Published and Accepted Papers


  • On the Continuity of Outcomes in a Monopoly Market.
    [Working Paper Version]
    Journal of Mathematical Economics, 2023

    Abstract

    A monopolist with a constant marginal cost faces an arbitrary nondecreasing and upper-semicontinuous demand function on \mathbb{R_+} that takes a value in {0,1} outside of a fixed compact interval. This paper derives topological properties of outcomes induced by this monopolist's optimal pricing problem. Specifically, the monopolist's optimal profit is continuous in the marginal cost and the demand (under the weak-* topology); the optimal price and output correspondences are upper-hemicontinuous in the marginal cost and the demand; and the consumer surplus is upper (lower)-semicontinuous when the monopolist charges the lowest (highest) optimal price. These results further imply similar topological properties of outcomes in settings that feature either second-degree price discrimination or third-degree price discrimination.
  • Regulating Oligopolistic Competition. (with Alex Zentefis)
    [Working Paper Version]
    Journal of Economic Theory, 2023
    Abstract

    We consider the problem of how to regulate an oligopoly when firms have private information about their costs. In the environment, consumers make discrete choices over goods, and minimal structure is placed on the manner in which firms compete. In the optimal regulatory policy, firms compete on price margins, and based on firms' prices, the regulator charges them taxes or give them subsidies, and imposes on each firm a ``yardstick'' price cap that depends on the posted prices of competing firms.

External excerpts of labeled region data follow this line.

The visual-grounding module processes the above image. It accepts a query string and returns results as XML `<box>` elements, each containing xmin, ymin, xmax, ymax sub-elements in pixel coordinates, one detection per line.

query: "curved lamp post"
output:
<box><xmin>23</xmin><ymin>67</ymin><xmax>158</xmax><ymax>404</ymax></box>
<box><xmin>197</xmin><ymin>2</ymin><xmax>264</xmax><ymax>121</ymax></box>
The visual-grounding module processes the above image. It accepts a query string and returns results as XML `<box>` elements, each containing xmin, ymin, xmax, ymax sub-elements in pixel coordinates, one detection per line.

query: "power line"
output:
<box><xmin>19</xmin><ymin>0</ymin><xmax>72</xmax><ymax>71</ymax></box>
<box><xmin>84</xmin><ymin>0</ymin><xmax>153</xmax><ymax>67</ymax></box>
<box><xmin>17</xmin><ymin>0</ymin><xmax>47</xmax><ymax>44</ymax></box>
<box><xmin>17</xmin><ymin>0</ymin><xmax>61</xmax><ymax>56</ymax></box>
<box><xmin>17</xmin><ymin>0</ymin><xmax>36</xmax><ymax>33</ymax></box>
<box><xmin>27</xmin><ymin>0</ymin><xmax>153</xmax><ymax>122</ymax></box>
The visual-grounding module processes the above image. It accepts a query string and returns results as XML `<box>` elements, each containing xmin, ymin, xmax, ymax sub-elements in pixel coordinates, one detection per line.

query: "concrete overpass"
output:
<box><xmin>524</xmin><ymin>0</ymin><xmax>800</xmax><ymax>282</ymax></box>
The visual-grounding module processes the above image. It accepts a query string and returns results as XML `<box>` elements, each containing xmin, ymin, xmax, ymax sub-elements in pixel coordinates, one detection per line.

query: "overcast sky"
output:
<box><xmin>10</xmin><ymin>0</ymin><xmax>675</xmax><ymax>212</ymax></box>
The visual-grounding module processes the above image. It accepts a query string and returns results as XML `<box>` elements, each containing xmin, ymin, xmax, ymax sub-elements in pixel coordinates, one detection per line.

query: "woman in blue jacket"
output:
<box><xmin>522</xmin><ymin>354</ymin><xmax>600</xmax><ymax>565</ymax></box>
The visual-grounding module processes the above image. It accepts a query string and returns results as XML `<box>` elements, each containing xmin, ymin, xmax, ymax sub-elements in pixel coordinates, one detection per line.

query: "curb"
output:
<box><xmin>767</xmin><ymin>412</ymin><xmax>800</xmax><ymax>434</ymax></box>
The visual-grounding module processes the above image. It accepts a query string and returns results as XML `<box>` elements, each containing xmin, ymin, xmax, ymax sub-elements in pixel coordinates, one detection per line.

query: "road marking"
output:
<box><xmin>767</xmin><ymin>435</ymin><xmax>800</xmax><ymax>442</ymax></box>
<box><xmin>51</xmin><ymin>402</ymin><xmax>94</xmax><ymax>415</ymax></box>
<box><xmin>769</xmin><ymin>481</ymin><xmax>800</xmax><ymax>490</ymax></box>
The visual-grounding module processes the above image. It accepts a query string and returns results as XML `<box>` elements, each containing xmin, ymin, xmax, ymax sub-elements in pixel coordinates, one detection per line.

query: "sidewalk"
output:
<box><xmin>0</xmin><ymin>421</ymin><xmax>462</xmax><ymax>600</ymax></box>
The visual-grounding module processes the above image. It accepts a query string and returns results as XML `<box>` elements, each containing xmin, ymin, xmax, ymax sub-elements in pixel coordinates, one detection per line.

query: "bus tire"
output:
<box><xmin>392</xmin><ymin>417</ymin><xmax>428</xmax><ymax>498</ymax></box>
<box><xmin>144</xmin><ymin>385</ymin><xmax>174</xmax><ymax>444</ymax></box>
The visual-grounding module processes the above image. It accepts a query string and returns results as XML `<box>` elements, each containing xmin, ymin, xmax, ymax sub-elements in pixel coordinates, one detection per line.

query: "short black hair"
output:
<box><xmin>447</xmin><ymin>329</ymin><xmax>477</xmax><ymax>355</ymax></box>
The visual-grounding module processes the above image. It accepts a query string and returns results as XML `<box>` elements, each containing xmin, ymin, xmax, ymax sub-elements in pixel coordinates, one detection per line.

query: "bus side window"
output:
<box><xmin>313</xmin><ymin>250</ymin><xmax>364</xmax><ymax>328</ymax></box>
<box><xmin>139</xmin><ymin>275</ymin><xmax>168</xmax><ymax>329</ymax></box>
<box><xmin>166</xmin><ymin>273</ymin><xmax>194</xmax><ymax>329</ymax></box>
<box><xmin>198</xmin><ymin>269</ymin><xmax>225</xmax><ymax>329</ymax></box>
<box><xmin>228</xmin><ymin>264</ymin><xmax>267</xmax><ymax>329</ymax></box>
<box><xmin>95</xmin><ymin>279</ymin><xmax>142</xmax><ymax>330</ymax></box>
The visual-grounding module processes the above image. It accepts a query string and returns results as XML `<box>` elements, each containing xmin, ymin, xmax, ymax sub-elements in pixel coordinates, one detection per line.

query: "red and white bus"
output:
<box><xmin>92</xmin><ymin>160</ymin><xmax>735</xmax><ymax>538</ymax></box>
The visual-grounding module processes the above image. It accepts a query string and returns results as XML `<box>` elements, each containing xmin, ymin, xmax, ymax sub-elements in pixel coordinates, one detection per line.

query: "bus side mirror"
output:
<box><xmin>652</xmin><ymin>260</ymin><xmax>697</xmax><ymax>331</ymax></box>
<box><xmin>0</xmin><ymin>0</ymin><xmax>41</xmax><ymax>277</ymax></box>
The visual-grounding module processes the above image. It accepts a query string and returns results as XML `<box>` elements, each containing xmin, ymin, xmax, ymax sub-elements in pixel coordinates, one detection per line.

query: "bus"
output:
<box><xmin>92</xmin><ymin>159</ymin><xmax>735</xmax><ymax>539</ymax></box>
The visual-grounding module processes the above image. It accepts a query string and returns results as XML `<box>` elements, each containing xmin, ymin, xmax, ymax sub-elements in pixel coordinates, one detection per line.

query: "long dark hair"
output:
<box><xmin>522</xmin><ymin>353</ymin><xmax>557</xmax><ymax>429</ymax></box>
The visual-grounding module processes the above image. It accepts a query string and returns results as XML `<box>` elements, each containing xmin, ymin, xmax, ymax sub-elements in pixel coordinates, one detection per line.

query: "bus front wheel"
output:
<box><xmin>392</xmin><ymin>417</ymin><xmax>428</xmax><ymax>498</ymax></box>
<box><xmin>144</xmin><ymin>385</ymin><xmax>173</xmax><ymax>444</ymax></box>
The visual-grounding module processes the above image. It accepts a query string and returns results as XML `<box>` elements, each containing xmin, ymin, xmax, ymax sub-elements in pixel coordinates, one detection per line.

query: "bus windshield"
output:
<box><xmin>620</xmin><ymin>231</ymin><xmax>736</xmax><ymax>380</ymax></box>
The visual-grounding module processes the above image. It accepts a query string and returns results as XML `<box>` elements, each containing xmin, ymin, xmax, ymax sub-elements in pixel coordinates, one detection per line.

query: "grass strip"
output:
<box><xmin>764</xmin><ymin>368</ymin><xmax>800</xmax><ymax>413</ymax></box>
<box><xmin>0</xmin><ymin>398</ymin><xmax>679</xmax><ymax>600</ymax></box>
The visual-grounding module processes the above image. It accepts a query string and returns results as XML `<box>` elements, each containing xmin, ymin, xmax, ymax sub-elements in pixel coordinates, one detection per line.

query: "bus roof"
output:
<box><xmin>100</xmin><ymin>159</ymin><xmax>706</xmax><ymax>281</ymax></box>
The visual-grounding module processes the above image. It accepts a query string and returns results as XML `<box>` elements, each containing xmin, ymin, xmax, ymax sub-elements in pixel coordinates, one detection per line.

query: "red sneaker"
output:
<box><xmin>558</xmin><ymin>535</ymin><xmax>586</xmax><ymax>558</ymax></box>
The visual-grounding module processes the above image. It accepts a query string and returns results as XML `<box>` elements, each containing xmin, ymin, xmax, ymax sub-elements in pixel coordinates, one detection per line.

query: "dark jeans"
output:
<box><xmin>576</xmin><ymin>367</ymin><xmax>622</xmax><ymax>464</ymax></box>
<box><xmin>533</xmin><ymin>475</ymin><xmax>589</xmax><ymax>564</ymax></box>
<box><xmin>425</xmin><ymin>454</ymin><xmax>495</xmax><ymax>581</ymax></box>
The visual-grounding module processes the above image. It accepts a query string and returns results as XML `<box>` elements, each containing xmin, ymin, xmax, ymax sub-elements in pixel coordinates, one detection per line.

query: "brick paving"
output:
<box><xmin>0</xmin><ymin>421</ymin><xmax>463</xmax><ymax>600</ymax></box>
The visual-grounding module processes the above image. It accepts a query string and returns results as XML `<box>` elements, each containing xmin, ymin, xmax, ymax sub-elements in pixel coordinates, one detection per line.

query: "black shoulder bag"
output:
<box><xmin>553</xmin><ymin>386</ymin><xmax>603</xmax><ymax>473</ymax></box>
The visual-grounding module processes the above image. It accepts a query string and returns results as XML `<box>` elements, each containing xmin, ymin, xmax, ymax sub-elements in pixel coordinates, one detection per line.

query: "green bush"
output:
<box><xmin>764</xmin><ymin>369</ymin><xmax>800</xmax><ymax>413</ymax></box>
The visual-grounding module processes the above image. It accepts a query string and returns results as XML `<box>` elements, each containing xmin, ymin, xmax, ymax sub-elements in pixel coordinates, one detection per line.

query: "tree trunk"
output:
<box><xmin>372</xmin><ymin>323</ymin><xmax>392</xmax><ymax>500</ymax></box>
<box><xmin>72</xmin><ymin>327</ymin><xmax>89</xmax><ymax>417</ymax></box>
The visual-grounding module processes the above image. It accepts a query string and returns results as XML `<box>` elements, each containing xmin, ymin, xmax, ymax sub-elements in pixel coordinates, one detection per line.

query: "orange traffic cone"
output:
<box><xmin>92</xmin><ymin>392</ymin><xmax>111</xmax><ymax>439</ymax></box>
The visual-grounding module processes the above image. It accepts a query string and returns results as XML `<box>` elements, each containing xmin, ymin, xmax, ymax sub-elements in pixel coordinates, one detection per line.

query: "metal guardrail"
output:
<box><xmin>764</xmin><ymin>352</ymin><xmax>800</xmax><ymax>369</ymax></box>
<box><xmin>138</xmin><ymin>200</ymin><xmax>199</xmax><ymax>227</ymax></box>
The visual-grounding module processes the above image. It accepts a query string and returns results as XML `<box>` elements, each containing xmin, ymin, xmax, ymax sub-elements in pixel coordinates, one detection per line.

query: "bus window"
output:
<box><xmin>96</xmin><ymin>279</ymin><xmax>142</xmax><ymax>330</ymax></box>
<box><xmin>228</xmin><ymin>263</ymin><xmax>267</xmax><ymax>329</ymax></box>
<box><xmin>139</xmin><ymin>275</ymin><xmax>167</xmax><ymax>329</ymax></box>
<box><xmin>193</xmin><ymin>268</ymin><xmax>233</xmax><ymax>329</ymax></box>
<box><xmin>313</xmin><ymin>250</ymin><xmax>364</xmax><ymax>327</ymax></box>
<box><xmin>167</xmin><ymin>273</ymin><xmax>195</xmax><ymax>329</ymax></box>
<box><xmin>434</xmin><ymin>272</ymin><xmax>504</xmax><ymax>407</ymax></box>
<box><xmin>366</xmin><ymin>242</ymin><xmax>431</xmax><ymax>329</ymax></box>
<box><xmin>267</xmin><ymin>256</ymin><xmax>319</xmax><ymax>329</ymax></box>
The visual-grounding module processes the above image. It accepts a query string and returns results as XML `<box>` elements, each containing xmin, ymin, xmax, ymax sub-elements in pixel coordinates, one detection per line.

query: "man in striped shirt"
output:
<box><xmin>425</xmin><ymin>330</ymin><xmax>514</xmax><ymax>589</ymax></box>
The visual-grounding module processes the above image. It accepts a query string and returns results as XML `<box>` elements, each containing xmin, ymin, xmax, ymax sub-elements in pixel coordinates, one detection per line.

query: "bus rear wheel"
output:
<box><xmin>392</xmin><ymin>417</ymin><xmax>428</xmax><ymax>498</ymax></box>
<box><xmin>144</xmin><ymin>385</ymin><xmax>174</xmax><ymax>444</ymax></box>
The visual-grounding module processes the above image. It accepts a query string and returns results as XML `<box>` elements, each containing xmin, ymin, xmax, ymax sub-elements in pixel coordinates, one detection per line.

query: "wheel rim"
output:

  • Selling Consumer Data for Profit: Optimal Market-Segmentation Design and its Consequences.
    [Online Appendix] [Working Paper Version]
    American Economic Review, 2022.
    Abstract

    A data broker sells market segmentations to a producer with private cost who sells a product to a unit mass of consumers. This paper characterizes the revenue-maximizing mechanisms for the data broker. Every optimal mechanism induces quasi-perfect price discrimination---all the consumers with values above a cost-dependent cutoff buy by paying their values while the rest of consumers do not buy. The characterization implies that market outcomes remain unchanged even if the data broker becomes more powerful---either by gaining the ability to sell access to consumers or by becoming a retailer who purchases the product and sells to the consumers exclusively.
  • Efficient Demands in a Multi-Product Monopoly.
    [Working Paper Version]
    Journal of Economic Theory
    , 2021.
     
    Abstract

    This paper characterizes the efficient market demands among those with a fixed surplus level in a multi-product monopoly, where the monopolist is able to produce a continuum of quality-differentiated products with a cost function that is convex in quality. We show that any efficient market demand must be affine-unit-elastic. This further reduces the problem of characterizing the efficient frontier to a finite dimensional constraint optimization problem. From this characterization, it follows that deadweight losses are positive even under efficient demands; that both consumer surplus and total welfare are nonmonotonic in cost; and that the monopolist sells at most two distinct quality levels under any efficient market demand.

Short Notes


  • A Note on Generating Arbitrary Joint Distributions Using Partitions.  Abstract
    Consider a probability space (\Theta,\mathcal{F},\mathbb{P}), two standard Borel spaces (V,\mathcal{V}), (S,\mathcal{S}), and a random variable \mathbf{V}:\Theta \to V. This note shows that for any probability measure \mu \in \Delta(V \times S, \mathcal{V}\otimes \mathcal{S}) with \mathrm{marg}_V \mu=\mathbb{P}\circ\mathbf{V}^{-1}, there exists a random variable \mathbf{S}:\Theta \to S such that (\mathbf{V},\mathbf{S}) has law \mu, provided that (\Theta,\mathcal{F}) is rich relative to \mathbf{V}. This result has applications in generating market segmentations using consumer characteristics; segmenting the residual demand by only partitioning the consumers according their values in a multi-firm, multi-product setting; and connects back to well known results in information economics.